Definitely Skittles.

That is the kind of name that sticks with you forever you know.


----------



## Nienna (Sep 18, 2005)

I think "Duck" is cute, but if she's a wild one, I think Skittles is the better choice. It's cute, denotes a special habit, and is reminiscent of the word "skittish," which seems to describe (somewhat) her personality.


----------



## Johnney (Sep 19, 2005)

soup!  (as in lunch... hehehe)


----------



## Shattered (Sep 19, 2005)

Skittles (7)
Soup (2)
Tripp (2)

Go, Skittles!


----------



## Mr. P (Sep 19, 2005)

How about Zippy or Rocket or my fav. Chit head?
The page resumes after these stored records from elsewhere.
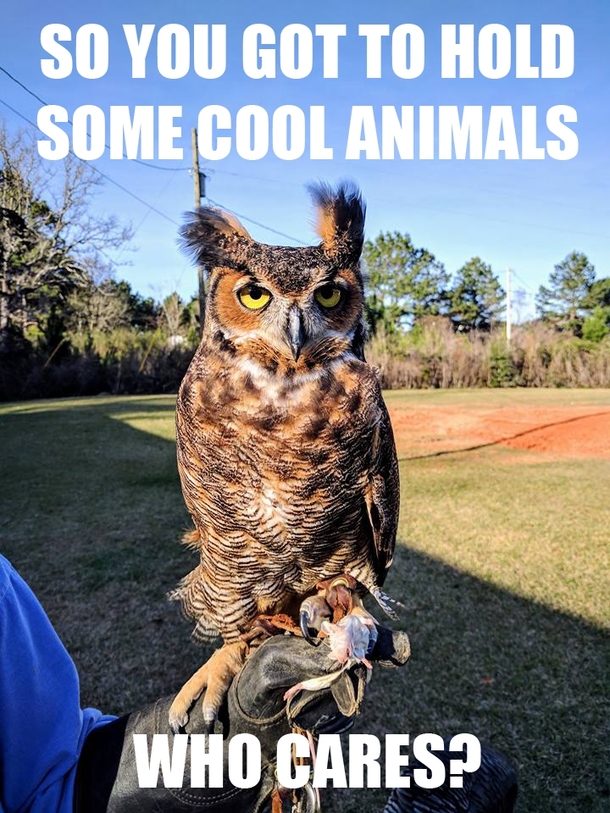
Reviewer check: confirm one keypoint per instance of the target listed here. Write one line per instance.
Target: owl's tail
(385, 603)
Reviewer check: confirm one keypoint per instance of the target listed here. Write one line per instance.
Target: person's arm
(43, 727)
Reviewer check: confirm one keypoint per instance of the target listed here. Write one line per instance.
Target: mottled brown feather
(288, 466)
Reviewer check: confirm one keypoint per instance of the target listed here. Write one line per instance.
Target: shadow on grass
(92, 512)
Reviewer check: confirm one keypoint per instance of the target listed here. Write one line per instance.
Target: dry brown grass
(502, 565)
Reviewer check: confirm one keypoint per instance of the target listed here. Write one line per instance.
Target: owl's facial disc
(296, 332)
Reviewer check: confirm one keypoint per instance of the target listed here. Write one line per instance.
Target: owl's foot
(266, 626)
(215, 678)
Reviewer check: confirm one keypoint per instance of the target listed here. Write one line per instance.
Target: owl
(285, 450)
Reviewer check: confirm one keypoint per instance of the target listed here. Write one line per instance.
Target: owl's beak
(295, 331)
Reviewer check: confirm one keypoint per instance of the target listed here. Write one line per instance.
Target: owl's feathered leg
(214, 677)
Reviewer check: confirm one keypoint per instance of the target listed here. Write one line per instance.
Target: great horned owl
(285, 449)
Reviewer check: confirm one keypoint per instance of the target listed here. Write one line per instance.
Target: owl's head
(285, 307)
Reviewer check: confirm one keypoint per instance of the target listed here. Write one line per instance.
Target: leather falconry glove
(107, 778)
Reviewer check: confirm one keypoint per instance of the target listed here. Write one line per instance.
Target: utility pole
(199, 181)
(509, 304)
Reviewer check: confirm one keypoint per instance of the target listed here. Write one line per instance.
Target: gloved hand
(107, 778)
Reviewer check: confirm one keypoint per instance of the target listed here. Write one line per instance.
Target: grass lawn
(502, 564)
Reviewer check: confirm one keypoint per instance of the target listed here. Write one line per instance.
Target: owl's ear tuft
(339, 219)
(215, 238)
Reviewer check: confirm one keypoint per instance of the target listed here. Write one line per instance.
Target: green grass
(502, 566)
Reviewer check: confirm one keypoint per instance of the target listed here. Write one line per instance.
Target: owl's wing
(382, 494)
Anything besides Skittles, a candy, geeezz..


----------



## Shattered (Sep 19, 2005)

Mr. P said:
			
		

> How about Zippy or Rocket or my fav. Chit head? Anything besides Skittles, a candy, geeezz..



I love Skittles.  She loves Skittles.  It's inevitable.
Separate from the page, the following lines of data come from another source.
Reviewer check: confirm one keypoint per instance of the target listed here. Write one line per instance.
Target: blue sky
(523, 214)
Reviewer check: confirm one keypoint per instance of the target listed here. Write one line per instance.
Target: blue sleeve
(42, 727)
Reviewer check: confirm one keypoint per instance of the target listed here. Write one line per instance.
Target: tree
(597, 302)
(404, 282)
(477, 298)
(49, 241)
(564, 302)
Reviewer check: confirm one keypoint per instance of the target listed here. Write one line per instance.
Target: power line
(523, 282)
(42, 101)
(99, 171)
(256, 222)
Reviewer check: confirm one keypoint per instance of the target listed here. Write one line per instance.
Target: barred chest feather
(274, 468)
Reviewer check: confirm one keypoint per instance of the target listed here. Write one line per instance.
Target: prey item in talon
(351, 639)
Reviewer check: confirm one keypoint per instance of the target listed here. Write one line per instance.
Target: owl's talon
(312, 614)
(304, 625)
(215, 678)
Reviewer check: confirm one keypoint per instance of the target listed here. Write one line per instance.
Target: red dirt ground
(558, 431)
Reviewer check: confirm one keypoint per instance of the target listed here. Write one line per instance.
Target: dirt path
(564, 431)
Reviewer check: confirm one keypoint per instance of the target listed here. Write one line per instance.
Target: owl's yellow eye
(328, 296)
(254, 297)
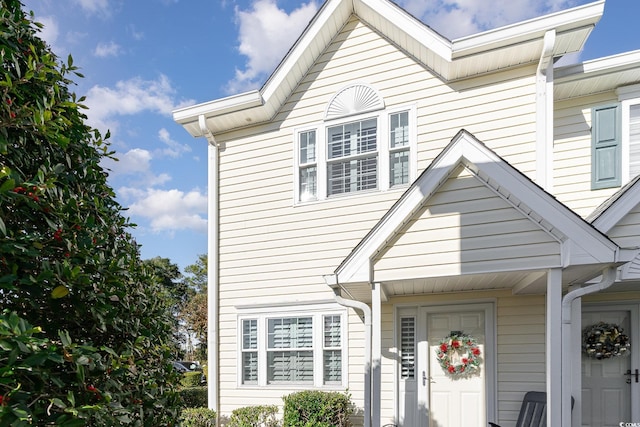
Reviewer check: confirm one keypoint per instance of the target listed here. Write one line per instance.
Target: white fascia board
(618, 210)
(596, 67)
(414, 28)
(301, 46)
(577, 17)
(218, 107)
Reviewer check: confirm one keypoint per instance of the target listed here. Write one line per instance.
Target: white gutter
(213, 395)
(608, 278)
(332, 281)
(544, 112)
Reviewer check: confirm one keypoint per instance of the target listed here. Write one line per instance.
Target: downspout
(608, 278)
(544, 109)
(213, 395)
(332, 281)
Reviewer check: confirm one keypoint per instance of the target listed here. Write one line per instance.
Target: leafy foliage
(194, 312)
(86, 331)
(198, 417)
(313, 408)
(254, 416)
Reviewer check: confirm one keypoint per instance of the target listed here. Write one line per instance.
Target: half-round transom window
(354, 99)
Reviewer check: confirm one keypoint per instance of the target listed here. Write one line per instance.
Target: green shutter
(605, 147)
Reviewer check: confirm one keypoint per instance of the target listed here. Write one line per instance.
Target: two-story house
(437, 226)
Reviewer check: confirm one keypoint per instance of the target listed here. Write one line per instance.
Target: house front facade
(429, 224)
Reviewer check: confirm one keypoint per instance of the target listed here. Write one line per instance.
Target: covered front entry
(440, 394)
(471, 228)
(610, 386)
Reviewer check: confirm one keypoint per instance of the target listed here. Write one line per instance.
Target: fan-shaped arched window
(354, 99)
(360, 146)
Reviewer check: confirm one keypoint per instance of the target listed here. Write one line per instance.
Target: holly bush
(86, 327)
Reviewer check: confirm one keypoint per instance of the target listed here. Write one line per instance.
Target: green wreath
(605, 340)
(459, 354)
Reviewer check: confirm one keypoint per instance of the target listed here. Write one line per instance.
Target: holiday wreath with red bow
(459, 354)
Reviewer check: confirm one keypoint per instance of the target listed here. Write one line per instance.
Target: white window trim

...and, male cats get called shithead.. females get called bitch.  (she knows that word).


----------



## Mr. P (Sep 19, 2005)

Shattered said:
			
		

> I love Skittles.  She loves Skittles.  It's inevitable.
> 
> ...and, male cats get called shithead.. females get called bitch.  (she knows that word).


----------



## Shattered (Sep 19, 2005)

Zippy and/or Rocket are not viable options in this poll.  Please go back and make another selection using the choices given.


----------



## Shattered (Sep 19, 2005)

<i> Soup (What she's going to become if she doesn't settle down)  	
Johnney, manu1959, <b>Mr. P</b></i>

Traitor.


----------



## Mr. P (Sep 19, 2005)

Shattered said:
			
		

> <i> Soup (What she's going to become if she doesn't settle down)
> Johnney, manu1959, <b>Mr. P</b></i>
> 
> Traitor.


Well, I would broil or fry maybe over soup, but that wasn't on the list either.


----------



## Shattered (Sep 19, 2005)

Mr. P said:
			
		

> Well, I would broil or fry maybe over soup, but that wasn't on the list either.



Your cookware couldn't stand up to her trying to escape anyway.


----------



## Zhukov (Sep 19, 2005)

How about Duck-soup?


----------



## Bonnie (Sep 19, 2005)

If the choices are strictly those four than I have to go with Skittles as well, she's too cute for Duck, et al


----------



## Bonnie (Sep 19, 2005)

Zhukov said:
			
		

> How about Duck-soup?


----------



## no1tovote4 (Sep 19, 2005)

I vote Tripp, but I would spell it Trip as in...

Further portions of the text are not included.